I believe that Splunk's monitoring process is doing some input validation and getting stuck on this backslash character.
The way I found to get around this issue, is to write a small wrapper to unzip the file in advance then have Splunk eat the files inside.
I found no output options in the Foundstone management UI that could control this behavior.
Best,
Sean
With Foundstone or some other application?
Answering my own question.
The problem we found with Foundstone, is that it saves the CSV report in a hierarchical directory structure with windows style backslash characters to note new directories. This is normally ok, but I believe that the Foundstone zipping function inserts the first directory in some strange way where Linux/python interpret it as a regular backslash character and not a directory.

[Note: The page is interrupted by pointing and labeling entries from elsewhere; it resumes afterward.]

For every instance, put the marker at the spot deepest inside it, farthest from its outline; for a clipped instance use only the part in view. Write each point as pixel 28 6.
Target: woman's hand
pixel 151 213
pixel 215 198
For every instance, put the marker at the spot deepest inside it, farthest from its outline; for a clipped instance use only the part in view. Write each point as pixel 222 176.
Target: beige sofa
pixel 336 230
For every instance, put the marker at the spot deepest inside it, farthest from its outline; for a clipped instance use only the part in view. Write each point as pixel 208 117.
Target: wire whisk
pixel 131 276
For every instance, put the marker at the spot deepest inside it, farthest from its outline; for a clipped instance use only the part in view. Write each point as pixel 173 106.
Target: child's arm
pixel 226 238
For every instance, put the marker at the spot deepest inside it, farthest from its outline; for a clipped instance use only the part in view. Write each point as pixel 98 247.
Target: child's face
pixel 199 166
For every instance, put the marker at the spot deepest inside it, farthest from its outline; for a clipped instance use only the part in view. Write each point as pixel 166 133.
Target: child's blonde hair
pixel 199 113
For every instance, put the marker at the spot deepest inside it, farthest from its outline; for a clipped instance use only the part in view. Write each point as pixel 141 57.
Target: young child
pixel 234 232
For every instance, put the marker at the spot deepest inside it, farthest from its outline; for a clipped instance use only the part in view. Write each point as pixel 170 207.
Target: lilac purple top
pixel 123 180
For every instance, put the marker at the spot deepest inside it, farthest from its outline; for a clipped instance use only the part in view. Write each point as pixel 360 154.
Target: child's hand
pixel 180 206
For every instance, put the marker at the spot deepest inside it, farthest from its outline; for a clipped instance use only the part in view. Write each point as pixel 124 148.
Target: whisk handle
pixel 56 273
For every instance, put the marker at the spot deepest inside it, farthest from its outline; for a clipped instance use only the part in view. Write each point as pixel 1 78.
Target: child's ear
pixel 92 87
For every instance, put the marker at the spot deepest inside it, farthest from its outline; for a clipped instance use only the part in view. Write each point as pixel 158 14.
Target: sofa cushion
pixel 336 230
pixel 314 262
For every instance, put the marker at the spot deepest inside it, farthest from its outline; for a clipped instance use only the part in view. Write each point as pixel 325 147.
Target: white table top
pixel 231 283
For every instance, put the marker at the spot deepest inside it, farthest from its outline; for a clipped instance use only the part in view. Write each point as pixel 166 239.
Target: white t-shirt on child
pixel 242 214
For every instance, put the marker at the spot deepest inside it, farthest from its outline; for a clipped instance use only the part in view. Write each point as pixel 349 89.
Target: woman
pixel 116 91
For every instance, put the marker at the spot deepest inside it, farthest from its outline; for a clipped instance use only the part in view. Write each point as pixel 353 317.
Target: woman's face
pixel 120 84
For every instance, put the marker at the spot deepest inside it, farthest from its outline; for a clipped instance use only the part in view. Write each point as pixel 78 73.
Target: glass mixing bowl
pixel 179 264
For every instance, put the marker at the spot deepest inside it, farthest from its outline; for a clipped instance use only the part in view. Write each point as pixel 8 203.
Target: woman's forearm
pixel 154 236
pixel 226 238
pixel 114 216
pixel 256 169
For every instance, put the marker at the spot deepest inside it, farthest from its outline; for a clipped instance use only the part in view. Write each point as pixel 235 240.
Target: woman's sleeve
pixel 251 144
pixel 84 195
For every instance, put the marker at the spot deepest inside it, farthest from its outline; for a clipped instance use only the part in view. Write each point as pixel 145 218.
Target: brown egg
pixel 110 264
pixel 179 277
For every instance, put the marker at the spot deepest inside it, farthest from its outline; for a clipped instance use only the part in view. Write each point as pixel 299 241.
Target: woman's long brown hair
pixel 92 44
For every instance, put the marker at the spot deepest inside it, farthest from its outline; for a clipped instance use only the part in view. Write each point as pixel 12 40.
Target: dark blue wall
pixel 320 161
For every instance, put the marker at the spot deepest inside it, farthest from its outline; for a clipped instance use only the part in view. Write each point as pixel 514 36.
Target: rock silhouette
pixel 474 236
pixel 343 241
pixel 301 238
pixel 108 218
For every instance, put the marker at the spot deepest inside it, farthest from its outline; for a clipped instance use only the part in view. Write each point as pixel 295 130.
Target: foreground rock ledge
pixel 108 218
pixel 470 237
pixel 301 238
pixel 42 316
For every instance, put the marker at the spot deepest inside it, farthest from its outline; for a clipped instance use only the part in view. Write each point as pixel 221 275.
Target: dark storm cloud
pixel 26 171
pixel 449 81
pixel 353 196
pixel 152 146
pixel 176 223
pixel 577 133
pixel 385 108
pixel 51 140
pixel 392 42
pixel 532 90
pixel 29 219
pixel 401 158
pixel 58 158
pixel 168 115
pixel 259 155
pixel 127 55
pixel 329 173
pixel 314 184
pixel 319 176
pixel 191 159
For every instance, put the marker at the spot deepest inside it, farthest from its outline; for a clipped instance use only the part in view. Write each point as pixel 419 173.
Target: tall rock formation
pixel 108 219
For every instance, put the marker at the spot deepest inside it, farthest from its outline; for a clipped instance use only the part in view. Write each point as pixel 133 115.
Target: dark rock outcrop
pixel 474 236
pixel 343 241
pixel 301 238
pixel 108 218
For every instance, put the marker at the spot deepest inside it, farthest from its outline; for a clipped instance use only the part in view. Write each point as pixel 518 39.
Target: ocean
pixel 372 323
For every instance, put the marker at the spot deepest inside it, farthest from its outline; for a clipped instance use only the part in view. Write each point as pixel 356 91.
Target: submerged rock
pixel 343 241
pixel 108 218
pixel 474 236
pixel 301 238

You can see with the linux unzip command the file is not corrupt, but the resulting contents look funny:
sean@ubuntu:/tmp/temp$ unzip -lvt Monthly-Full-2010-102811.csv.zip
Archive: Monthly-Full-2010-102811.csv.zip
testing: 18\CSV/en/authenticated_hosts.csv OK
testing: 18\CSV/en/csvmanifest.xml OK
testing: 18\CSV/en/network_assets.csv OK
testing: 18\CSV/en/vulnerabilities.csv OK
No errors detected in compressed data of Monthly-Full-2010-102811.csv.zip.
I believe that Splunk's monitoring process is doing some input validation and getting stuck on this backslash character.
The way I found to get around this issue, is to write a small wrapper to unzip the file in advance then have Splunk eat the files inside.
I found no output options in the Foundstone management UI that could control this behavior.
Best,
Sean
Great this is exactly what I needed. If it's not too much trouble can you post the unzip code you used. Thanks ever so much. I am using Founstone too and want to get the scan data directly without the operator having to uncompress the reports.
I am haveing the same issue. Did you ever find a salution?